Agbaje’s story, however, was not without tension. Historical commentary preserved in studies of Akinpelu Obisesan notes that by the late 1940s he faced criticism from some community leaders, who accused him of hoarding wealth rather than distributing it in ways expected by society. That criticism reveals an important feature of the time: successful African businessmen were admired for enterprise, yet they were also judged by communal expectations about generosity, public responsibility and the use of wealth. In that sense, Agbaje’s mansion could be seen both as a monument to success and as a symbol in debates about inequality, modernity and social obligation.

The postcard or photograph itself appears to have circulated as a real photo postcard, which suggests that the house had enough visual and social importance to be reproduced and sold as an image. Auction and collector listings identify it as “Honourable S.

Agbaje’s House, Ibadan”, confirming that this title has been attached to the image in postcard history. That said, while the association of Salami Agbaje with a famous Ibadan mansion is well supported, the precise documentation for the specific postcard image is thinner than the broader biographical evidence. So the identification is strong and plausible, but the exact photographic chain is less firmly documented in easily accessible scholarly records.

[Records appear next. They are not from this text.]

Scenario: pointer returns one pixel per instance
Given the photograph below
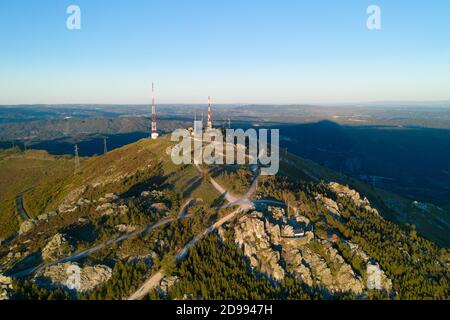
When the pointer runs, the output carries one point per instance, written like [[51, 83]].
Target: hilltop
[[136, 225]]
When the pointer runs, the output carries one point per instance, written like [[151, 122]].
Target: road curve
[[98, 247], [156, 278]]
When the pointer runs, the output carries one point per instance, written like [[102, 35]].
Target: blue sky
[[237, 51]]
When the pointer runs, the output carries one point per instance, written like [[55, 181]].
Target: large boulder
[[61, 276], [58, 247], [27, 226]]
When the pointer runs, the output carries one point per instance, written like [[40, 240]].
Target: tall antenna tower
[[209, 125], [154, 130], [77, 159], [105, 147]]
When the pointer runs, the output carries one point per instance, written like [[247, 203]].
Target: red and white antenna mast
[[209, 126], [154, 130]]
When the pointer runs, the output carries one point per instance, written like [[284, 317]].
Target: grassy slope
[[20, 172], [50, 181]]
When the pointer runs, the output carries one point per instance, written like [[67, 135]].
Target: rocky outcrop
[[376, 277], [330, 204], [62, 276], [276, 245], [58, 247], [251, 236], [165, 284], [109, 209], [6, 288], [123, 228], [344, 191]]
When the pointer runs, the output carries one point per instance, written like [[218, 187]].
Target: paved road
[[89, 251], [19, 204], [244, 204], [155, 279]]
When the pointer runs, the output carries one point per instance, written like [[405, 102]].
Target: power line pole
[[105, 147], [77, 159]]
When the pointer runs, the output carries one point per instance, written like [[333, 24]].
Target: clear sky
[[237, 51]]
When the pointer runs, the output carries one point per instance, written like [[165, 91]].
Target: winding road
[[19, 204], [244, 204], [182, 215]]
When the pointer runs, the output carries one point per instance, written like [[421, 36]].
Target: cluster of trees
[[126, 279], [28, 290], [217, 270], [416, 266]]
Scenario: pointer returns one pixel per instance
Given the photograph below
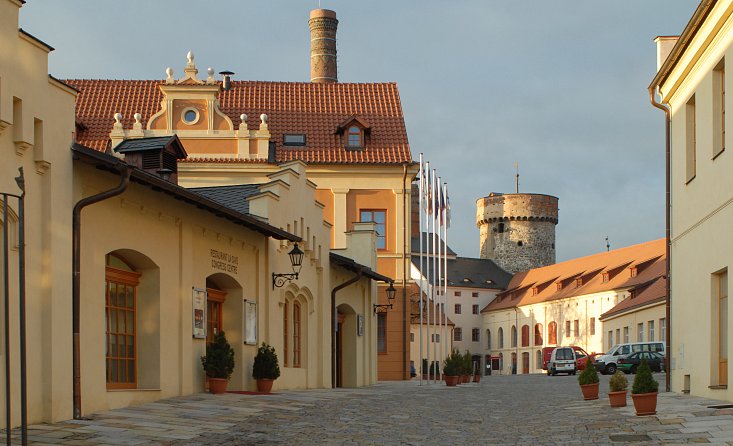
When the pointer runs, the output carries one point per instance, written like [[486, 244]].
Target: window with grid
[[296, 334], [121, 354], [379, 217], [382, 332], [286, 333]]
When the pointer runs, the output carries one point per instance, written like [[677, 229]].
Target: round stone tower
[[323, 25], [517, 230]]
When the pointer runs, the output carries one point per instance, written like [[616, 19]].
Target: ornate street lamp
[[382, 308], [296, 260]]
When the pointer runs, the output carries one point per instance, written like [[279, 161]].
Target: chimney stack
[[323, 25]]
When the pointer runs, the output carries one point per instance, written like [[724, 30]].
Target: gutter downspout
[[76, 288], [668, 222], [334, 322], [405, 326]]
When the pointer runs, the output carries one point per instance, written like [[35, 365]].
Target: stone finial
[[137, 125], [118, 121], [169, 76]]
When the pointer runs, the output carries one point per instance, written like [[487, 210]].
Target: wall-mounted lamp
[[296, 260], [382, 308]]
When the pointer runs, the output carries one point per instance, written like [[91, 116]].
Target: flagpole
[[428, 276], [441, 275], [422, 270], [446, 224], [435, 264]]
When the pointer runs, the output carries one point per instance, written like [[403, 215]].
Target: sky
[[559, 87]]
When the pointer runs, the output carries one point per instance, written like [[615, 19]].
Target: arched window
[[120, 308], [552, 333], [353, 136], [296, 334], [286, 333], [525, 335]]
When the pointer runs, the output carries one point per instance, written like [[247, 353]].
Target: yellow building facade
[[690, 86], [162, 268]]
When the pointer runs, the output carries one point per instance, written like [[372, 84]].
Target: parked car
[[562, 360], [608, 363], [630, 362], [580, 356]]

Today, the historical importance of Agbaje’s house lies in what it reveals about Ibadan in the early twentieth century. It speaks to the rise of indigenous capital, the emergence of a new urban elite, and the way architecture became part of public memory. It also helps us understand how individuals like Salami Agbaje shaped the city’s transition into a centre of commerce and influence. Far from being just an old building, the house stands in historical imagination as a marker of an era when private enterprise, prestige and public identity were becoming deeply intertwined in colonial Nigeria.

Source

Akinpelu Obisesan entry, which summarises references to Salami Agbaje’s pioneering status in Ibadan.
Salami Agbaje biographical entry, with references to his life and career in colonial Nigeria.

Collector listing for the postcard titled Nigeria Old Real Photo Postcard Honourable S. Agbaje’s House, Ibadan.